Curtin’s study examined how much of the work day is spent in sedentary positions and found, on average, 75 per cent of the office workday is spent sitting, much of which is accumulated in unbroken bouts of a least 30 minutes.
“Occupational health and safety laws in Australia require employers to provide a ‘safe system of working’ however given the available evidence, it appears that modern offices may be failing to provide a safe system of work,” Professor Straker said.
Professor Straker said there are ways to minimise the risks and make changes to reduce chronic diseases including sit-stand workstations, active workshops, and even low-cost strategies such as standing meetings.

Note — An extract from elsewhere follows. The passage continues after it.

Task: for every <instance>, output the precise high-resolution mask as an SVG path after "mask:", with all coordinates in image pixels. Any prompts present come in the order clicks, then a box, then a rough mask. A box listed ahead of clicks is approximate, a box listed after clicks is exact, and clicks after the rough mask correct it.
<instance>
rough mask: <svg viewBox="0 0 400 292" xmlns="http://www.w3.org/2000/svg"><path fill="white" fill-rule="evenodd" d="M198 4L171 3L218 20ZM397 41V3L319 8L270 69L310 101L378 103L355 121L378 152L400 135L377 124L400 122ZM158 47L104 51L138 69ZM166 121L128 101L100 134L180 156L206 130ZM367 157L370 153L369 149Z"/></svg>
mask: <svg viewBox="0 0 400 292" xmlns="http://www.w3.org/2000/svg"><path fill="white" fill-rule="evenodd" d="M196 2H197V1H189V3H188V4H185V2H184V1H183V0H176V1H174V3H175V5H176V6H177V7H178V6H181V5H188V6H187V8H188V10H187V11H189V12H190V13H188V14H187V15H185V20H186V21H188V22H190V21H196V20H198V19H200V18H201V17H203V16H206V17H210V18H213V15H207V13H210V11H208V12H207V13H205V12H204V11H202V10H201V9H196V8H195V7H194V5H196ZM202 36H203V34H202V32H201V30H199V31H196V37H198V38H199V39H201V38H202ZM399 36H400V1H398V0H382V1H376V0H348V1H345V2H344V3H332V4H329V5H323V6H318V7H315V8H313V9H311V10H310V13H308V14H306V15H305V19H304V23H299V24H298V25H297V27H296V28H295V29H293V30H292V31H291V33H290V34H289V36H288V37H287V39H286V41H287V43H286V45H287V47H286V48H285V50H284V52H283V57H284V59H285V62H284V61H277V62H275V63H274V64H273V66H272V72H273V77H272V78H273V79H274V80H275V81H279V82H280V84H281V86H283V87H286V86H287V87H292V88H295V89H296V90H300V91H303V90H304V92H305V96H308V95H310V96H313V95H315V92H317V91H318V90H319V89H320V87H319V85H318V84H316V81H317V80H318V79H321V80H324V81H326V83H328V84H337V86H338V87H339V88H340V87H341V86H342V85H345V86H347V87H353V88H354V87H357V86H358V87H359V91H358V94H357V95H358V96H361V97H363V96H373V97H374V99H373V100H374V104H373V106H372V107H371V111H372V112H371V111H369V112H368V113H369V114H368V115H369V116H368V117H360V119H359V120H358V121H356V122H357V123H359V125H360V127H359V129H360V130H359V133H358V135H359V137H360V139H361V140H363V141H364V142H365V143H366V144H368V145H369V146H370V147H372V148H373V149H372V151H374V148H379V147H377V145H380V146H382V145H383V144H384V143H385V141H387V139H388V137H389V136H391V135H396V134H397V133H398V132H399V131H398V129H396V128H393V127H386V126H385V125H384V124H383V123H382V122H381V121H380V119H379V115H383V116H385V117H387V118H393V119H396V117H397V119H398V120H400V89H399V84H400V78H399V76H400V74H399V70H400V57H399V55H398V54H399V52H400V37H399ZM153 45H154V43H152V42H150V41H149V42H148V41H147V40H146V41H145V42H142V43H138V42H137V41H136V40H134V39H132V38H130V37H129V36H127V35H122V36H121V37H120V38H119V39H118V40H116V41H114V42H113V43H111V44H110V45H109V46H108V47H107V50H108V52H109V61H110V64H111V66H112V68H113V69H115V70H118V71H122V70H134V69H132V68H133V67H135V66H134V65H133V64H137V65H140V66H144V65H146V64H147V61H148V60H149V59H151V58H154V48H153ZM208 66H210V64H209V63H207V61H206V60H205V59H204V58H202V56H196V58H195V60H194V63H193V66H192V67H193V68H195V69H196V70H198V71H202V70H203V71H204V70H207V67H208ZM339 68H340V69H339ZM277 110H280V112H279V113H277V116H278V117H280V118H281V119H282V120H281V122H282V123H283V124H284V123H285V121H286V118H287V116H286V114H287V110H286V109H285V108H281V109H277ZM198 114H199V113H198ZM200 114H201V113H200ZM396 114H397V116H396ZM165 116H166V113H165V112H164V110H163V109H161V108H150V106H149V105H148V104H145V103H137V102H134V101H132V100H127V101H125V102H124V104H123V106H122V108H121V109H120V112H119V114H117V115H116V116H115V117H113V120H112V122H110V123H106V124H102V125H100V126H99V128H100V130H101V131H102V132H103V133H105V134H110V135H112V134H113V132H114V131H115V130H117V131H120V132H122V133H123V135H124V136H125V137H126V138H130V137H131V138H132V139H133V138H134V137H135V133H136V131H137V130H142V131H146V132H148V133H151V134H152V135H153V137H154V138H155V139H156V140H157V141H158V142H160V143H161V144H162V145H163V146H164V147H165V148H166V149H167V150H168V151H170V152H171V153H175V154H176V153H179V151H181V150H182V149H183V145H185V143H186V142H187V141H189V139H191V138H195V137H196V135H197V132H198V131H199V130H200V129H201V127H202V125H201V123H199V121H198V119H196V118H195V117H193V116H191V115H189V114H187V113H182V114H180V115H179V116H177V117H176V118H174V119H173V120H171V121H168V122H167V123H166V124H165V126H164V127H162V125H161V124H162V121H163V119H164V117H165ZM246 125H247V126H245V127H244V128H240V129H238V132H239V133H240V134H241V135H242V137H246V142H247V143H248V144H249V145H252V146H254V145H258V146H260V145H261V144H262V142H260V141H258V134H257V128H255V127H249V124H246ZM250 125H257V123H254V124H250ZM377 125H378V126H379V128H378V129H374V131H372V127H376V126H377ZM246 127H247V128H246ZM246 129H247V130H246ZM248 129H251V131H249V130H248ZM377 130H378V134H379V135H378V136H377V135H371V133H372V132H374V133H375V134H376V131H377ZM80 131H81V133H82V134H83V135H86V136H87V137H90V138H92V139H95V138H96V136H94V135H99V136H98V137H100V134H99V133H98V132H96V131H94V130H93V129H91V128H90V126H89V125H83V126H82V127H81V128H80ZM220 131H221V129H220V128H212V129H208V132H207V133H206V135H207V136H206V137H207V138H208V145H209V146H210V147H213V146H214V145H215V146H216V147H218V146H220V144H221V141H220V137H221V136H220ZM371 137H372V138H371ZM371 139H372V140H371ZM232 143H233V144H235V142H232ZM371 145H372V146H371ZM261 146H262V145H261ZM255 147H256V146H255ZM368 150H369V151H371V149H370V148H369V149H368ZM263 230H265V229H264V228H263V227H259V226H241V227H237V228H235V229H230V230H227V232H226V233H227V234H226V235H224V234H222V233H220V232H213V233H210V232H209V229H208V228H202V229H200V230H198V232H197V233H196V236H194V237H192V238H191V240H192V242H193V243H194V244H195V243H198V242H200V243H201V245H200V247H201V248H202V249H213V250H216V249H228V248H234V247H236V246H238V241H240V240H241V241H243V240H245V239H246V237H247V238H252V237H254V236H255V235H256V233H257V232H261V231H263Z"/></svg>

“Medical practitioners should also be prescribing behaviour changes to address occupational sedentary exposure,” Professor Straker said.
“For example, if a doctor was aware that a patient had a slipped disc, the employee would stay away from lifting heavy objects at work. Similarly, a patient with a heart condition should be advised to move regularly and restrain from excessive sedentary behaviour.”
Professor Straker said all these strategies were important however ultimately, workers should be mindful to sit less, move more and move more often.
The article was published in the Medical Journal of Australia and can be accessed via mja.com.au/journal/2014/201/3.